Mafia e mafiosità in Basilicata: omertosi non si nasce, si diventa

A proposito delle dichiarazioni del procuratore Francesco Curcio in una conferenza stampa: “esiste un clima omertoso sul territorio”

L’omertà, sarebbe parte intima della nostra indole. Avremmo un’attitudine a farci i fatti nostri, una mentalità chiusa dalla paura, accerchiata dal dovere di pensare a se stessi e alla propria famiglia. Insomma, l’omertà sarebbe un nostro problema antropologico, così come la povertà, la sottomissione al potere, compreso il potere mafioso. Perciò la nostra omertà sarebbe un “silenzio di condivisione” e non solo di paura. Non credo affatto che il procuratore Curcio intenda riferirsi a questa visione culturalista dell’omertà, ma ha ragione quando dice che sul territorio c’è un clima omertoso.

Abbiamo tuttavia il dovere di riflettere sulle ragioni di questo clima, evitando appunto approcci culturalisti. È molto probabile che il silenzio e la paura crescano quando la giustizia non funziona, quando le istituzioni si rendono complici dei malavitosi o quando la corruzione dilaga senza che mai un corrotto vada in galera. Il silenzio e la paura crescono quando la mafiosità è costume dentro le istituzioni che dovrebbero tutelare i cittadini e la legalità. Quando la politica è potere fatto a sistema e agisce con arroganza e con la violenza del ricatto. Anche l’impunità causa il silenzio e diffonde la paura.

I dati statistici dimostrerebbero come il mito dell’omertà nel Sud sia falso. In Basilicata, per esempio, la percentuale di autori di reato identificati, quindi beccati, è superiore a quella della Lombardia e della media nazionale.
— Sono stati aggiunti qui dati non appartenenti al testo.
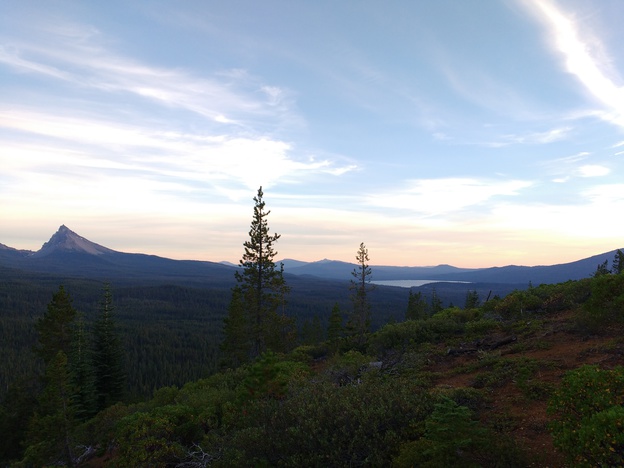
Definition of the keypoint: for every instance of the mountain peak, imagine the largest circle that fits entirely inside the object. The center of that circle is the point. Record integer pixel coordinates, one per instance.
(67, 240)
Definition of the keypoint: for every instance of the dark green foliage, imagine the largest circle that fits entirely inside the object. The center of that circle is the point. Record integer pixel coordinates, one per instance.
(255, 322)
(359, 321)
(417, 307)
(618, 262)
(323, 425)
(436, 302)
(237, 333)
(312, 331)
(108, 355)
(16, 409)
(335, 330)
(472, 300)
(451, 438)
(55, 329)
(605, 304)
(50, 440)
(588, 423)
(602, 269)
(82, 372)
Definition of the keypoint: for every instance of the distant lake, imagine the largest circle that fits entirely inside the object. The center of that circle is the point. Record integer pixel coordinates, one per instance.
(412, 283)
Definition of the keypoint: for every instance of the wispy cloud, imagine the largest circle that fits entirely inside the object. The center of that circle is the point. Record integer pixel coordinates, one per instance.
(437, 197)
(89, 143)
(533, 138)
(231, 97)
(584, 57)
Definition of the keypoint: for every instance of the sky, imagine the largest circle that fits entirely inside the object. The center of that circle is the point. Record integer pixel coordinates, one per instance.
(475, 134)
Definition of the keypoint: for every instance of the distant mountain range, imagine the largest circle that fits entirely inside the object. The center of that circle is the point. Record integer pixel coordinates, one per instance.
(68, 253)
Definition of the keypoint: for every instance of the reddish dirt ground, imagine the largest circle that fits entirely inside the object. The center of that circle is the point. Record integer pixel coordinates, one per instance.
(558, 349)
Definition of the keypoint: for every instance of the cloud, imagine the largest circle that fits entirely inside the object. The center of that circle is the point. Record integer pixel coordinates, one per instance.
(593, 170)
(584, 57)
(534, 138)
(231, 97)
(436, 197)
(88, 144)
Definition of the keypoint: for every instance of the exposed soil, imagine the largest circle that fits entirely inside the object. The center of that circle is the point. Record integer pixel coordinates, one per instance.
(522, 414)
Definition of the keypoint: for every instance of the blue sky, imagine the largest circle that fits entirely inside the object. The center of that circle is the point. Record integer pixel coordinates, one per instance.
(470, 133)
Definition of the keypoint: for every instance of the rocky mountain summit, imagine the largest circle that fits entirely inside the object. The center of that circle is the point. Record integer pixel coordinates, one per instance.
(67, 240)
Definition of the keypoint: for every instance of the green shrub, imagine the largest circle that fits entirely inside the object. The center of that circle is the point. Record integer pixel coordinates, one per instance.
(588, 415)
(450, 438)
(605, 304)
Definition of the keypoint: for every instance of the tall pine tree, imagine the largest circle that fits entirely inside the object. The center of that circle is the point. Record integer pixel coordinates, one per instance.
(254, 325)
(50, 441)
(82, 377)
(108, 355)
(359, 321)
(56, 327)
(417, 308)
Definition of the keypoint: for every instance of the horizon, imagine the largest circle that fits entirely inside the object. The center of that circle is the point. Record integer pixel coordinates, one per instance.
(473, 135)
(277, 262)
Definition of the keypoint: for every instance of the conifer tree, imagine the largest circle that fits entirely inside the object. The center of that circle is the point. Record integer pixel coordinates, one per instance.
(56, 327)
(436, 302)
(618, 262)
(237, 331)
(108, 356)
(260, 291)
(335, 329)
(49, 441)
(359, 320)
(472, 300)
(82, 376)
(417, 308)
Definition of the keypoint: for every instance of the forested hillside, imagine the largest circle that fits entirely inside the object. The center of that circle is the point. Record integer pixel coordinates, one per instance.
(506, 378)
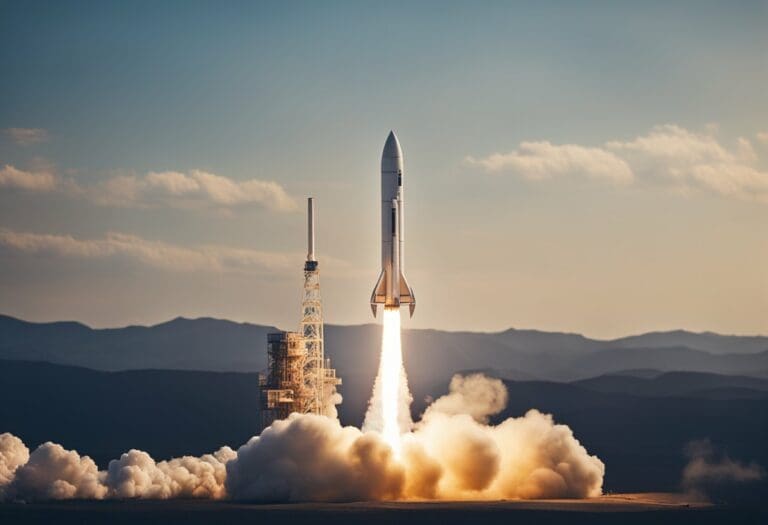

Se reagisci a situazioni di illegalità, di malaffare e puniscono te anziché i malfattori, tutti gli altri avranno paura di fare la tua stessa fine. Se i politici e i funzionari corrotti la fanno franca è facile che i dipendenti dell’ente interessato dalle indagini stiano zitti per paura di ritorsioni. Tacere diventa una scelta razionale, valutata in base ai pericoli oggettivi in una determinata situazione. L’omertà è un comportamento imposto con la forza e con la paura. E sotto molti aspetti si presenta come un atteggiamento di legittima difesa. Con questo non si vuole giustificare chi non reagisce e non denuncia il malaffare: parlare è un atto di civiltà e tuttavia è un atto di coraggio. E chi non ha coraggio deve essere incoraggiato dal comportamento delle istituzioni.

Certo, esiste un’omertà che potremmo definire “silenzio di condivisione o di convenienza”, ma questa è un’altra storia e coinvolge chi nei sistemi criminali ottiene vantaggi, compiacenze, senza tuttavia esserne parte attiva.

Da giornalisti abbiamo esperienza diretta di situazioni in cui il cittadino pur essendo a conoscenza di episodi di illegalità, o avendoli vissuti personalmente da vittima, tace per paura, ma anche per difendere se stesso da probabili ritorsioni. L’operaio costretto a restituire una parte del salario al suo datore di lavoro tace e subisce per non perdere il posto. L’impresa onesta esclusa ingiustamente dall’appalto tace e subisce per non pregiudicarsi altre opportunità. Il commerciante onesto costretto a pagare il pizzo tace e subisce per evitare gravi ritorsioni. E potremmo continuare a lungo. Il problema, almeno in gran parte, è nella risposta delle istituzioni ai cittadini: omertosi non si nasce, si diventa.

Dunque occorrerebbero più civismo, più coraggio e meno pregiudizi. Insieme a istituzioni più affidabili, a una politica più autentica e credibile. La criminalità economica andrebbe combattuta con maggiore energia, la devianza del potere politico e l’illegalità nella pubblica amministrazione andrebbero perseguite con maggiore determinazione. Perché è su questo terreno che prevale “il silenzio di condivisione”. Si ha più coraggio nel denunciare un furto, un omicidio, un estorsore e meno coraggio nel denunciare un corrotto, un concusso, un ricatto economico.

Ma c’è un altro aspetto che va considerato in questa riflessione: la risposta della macchina giudiziaria al cittadino che denuncia. Soldi, processi, lungaggini, ostacoli di diversa natura e in fine il rischio di passare da parte offesa a imputato. Le vie crucis nei tribunali non aiutano chi avrebbe il coraggio e il senso civico di parlare e denunciare.